Гранд - Вишневский Януш Леон 14 стр.


– Тогда я вам сделаю Шелби. Вы очень высокий, а галстук слишком короткий для Виндзора. Он бы у вас заканчивался прямо над пупком. А это не слишком элегантно, – ответила она. – О, Гарвард! – вздохнула она. – Боже мой. Я всегда об этом мечтала. Чтобы учиться в Гарварде…

Он до сих пор не может понять, как случилось, не иначе как необъяснимая рука судьбы, что при завязывании галстука, в спешке, в каком-то случайном отеле он вдруг рассказал этой совершенно чужой женщине то, чего никому до тех пор не говорил. Может быть, ему просто надо было от этого избавиться.

– Вот и мой отец мечтал о том же. Он был уже слишком стар для Гарварда, поэтому и послал туда меня. Чтобы я исполнил его мечту. Родители часто переносят свои мечты на детей. По сути, в Гарвард меня отправили отец и его друг Бродский. Они разговорились на тему моего будущего за русской водкой, читая какую-то российскую поэтессу в оригинале. То есть мой отец читал, а Бродский наизусть декламировал. Меня, самое заинтересованное лицо, они ни о чем не спрашивали. Вы когда-нибудь пили настоящую русскую водку?

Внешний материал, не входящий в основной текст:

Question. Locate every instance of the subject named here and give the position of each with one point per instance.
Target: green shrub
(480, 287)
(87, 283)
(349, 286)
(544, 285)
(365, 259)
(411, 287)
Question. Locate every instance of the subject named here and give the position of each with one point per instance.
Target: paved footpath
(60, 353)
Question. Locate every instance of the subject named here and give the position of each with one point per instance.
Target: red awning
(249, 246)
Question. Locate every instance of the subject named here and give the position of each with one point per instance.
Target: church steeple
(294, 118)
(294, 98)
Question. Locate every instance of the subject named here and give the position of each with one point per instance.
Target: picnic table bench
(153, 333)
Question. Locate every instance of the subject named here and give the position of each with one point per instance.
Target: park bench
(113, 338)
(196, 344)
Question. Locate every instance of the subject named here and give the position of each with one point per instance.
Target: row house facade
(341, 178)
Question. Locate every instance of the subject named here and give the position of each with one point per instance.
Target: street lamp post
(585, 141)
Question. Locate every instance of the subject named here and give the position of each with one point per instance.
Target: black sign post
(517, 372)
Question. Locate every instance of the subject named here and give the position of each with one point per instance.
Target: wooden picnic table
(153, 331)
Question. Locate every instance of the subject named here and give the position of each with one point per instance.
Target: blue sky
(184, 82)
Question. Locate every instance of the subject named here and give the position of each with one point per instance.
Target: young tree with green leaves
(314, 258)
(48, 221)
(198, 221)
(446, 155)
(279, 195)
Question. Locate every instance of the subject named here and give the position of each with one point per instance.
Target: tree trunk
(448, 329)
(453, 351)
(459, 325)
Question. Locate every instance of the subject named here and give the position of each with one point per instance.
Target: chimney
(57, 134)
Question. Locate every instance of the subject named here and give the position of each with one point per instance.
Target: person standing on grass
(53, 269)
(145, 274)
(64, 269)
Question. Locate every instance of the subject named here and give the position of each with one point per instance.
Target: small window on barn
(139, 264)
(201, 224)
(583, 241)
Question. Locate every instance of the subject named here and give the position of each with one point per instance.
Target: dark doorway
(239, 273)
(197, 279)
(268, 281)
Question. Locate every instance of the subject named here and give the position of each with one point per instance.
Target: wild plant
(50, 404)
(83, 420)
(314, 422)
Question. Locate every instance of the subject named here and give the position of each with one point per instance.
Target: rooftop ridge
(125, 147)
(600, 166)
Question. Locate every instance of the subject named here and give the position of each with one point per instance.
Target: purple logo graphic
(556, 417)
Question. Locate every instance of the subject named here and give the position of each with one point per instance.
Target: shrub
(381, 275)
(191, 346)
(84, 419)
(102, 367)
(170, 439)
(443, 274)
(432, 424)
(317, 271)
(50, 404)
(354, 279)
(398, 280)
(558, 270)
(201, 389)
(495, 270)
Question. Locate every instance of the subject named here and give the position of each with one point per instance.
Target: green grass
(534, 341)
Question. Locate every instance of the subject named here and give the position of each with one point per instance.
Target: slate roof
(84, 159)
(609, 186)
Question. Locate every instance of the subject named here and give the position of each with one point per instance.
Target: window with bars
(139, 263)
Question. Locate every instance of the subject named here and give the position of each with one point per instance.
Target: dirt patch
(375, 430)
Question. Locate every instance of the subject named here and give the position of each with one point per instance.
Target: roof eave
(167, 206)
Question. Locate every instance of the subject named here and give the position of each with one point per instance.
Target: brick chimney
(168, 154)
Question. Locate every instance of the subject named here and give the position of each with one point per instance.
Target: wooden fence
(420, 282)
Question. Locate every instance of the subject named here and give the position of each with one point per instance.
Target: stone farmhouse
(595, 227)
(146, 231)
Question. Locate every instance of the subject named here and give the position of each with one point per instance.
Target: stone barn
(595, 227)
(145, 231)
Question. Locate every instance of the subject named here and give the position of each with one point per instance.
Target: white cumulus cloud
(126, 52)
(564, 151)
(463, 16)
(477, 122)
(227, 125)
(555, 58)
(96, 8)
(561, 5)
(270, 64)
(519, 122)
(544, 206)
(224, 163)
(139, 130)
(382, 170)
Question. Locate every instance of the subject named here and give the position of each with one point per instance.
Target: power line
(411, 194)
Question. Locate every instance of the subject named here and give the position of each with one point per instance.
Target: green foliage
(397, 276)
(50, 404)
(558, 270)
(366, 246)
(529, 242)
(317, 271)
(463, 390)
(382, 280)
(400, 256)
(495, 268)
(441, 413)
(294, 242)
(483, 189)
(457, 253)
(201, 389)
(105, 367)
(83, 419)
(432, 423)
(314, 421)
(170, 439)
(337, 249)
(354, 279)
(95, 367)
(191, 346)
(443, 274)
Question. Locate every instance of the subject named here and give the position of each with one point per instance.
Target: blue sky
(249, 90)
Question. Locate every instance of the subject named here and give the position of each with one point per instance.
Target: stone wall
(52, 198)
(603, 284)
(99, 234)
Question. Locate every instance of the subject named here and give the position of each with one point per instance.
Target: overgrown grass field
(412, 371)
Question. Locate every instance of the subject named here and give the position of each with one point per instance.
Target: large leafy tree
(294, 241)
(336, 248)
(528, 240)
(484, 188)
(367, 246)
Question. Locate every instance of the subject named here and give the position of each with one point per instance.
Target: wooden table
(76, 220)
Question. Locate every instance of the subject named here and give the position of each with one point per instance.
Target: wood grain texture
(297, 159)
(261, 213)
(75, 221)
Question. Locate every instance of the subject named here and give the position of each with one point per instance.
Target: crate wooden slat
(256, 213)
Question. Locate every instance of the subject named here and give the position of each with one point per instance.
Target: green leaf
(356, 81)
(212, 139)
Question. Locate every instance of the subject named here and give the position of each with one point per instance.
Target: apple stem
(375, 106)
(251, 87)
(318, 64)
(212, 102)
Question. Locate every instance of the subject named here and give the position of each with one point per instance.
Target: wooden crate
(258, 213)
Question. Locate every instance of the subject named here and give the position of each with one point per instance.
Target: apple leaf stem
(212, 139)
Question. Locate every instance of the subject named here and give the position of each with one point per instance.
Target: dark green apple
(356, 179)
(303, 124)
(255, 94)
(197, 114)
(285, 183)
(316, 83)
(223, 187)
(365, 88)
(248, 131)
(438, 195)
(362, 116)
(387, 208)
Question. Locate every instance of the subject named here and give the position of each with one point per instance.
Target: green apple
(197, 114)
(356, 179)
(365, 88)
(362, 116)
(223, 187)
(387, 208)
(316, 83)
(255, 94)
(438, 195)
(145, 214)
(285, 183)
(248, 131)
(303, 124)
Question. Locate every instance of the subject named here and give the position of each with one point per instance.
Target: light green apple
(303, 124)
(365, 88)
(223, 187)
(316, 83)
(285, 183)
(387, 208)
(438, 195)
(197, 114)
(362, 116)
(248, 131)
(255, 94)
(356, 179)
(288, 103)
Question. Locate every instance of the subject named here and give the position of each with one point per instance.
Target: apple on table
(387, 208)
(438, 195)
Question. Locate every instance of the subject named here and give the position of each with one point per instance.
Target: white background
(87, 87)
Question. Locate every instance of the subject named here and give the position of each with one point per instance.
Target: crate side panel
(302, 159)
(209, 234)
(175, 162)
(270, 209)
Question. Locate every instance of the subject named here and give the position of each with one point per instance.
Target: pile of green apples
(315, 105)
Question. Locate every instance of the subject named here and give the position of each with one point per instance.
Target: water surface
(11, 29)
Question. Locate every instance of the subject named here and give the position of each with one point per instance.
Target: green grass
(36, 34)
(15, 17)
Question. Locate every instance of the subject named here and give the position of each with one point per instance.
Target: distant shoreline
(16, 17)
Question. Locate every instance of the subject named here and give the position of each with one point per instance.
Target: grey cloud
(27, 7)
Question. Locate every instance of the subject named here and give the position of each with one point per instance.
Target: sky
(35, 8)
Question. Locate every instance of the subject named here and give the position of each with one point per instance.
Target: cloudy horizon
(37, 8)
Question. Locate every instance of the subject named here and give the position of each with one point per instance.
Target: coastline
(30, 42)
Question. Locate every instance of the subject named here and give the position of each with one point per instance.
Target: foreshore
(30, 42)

– Я пила водку в России. Не знаю только, настоящая ли она была. В России никто не обращает на это внимание. А этот Бродский… его случайно не Иосифом звали?

– Именно. Хотя для меня он был просто дядей Йосей. Вы его знаете? Он был довольно известным. Книги писал. И стихи тоже писал. Даже Нобелевскую премию получил.

Она смотрела на него странно и, чуть сильнее затягивая галстук на его шее, спросила:

– Нобелевскую премию, говорите? Дядя Йося, говорите? Русскую поэтессу наизусть, говорите?

– Да вы меня удушите, пани! – прошептал он, хватая ее за руку. – А еще я точно опоздаю.

– Простите. Я слегка забылась. Простите. А эту поэтессу случайно не Ахматова звали?

– Думаю, что так и было. Я почти уверен. Ее точно звали Анной, а фамилия – да, похоже было на Ахматову. Но я могу узнать точно. Моя мама наверняка это помнит. Я ей позвоню вечером, – пообещал он. – А сейчас мне и правда нужно идти. И как вам мой галстук? Что думаете?

Он отодвинулся и встал в двух шагах от нее. Она быстро оглядела его с ног до головы. Потом подошла и поправила шелковый платочек в кармане его пиджака. И вдруг он почувствовал, что она прикасается к его ширинке. Рефлекторно напряг мышцы. Раздался звук застегивающейся молнии.

– Я думаю, что при таком-то галстуке нужно все-таки ширинку иметь застегнутой, – сказала она с улыбкой.

Некоторое время он не двигался с места. Он не испытывал смущения. Скорее, удивление от того, что ему вообще ни капельки не стыдно. Потом он вернулся к столу, взял компьютер и выскочил из комнаты.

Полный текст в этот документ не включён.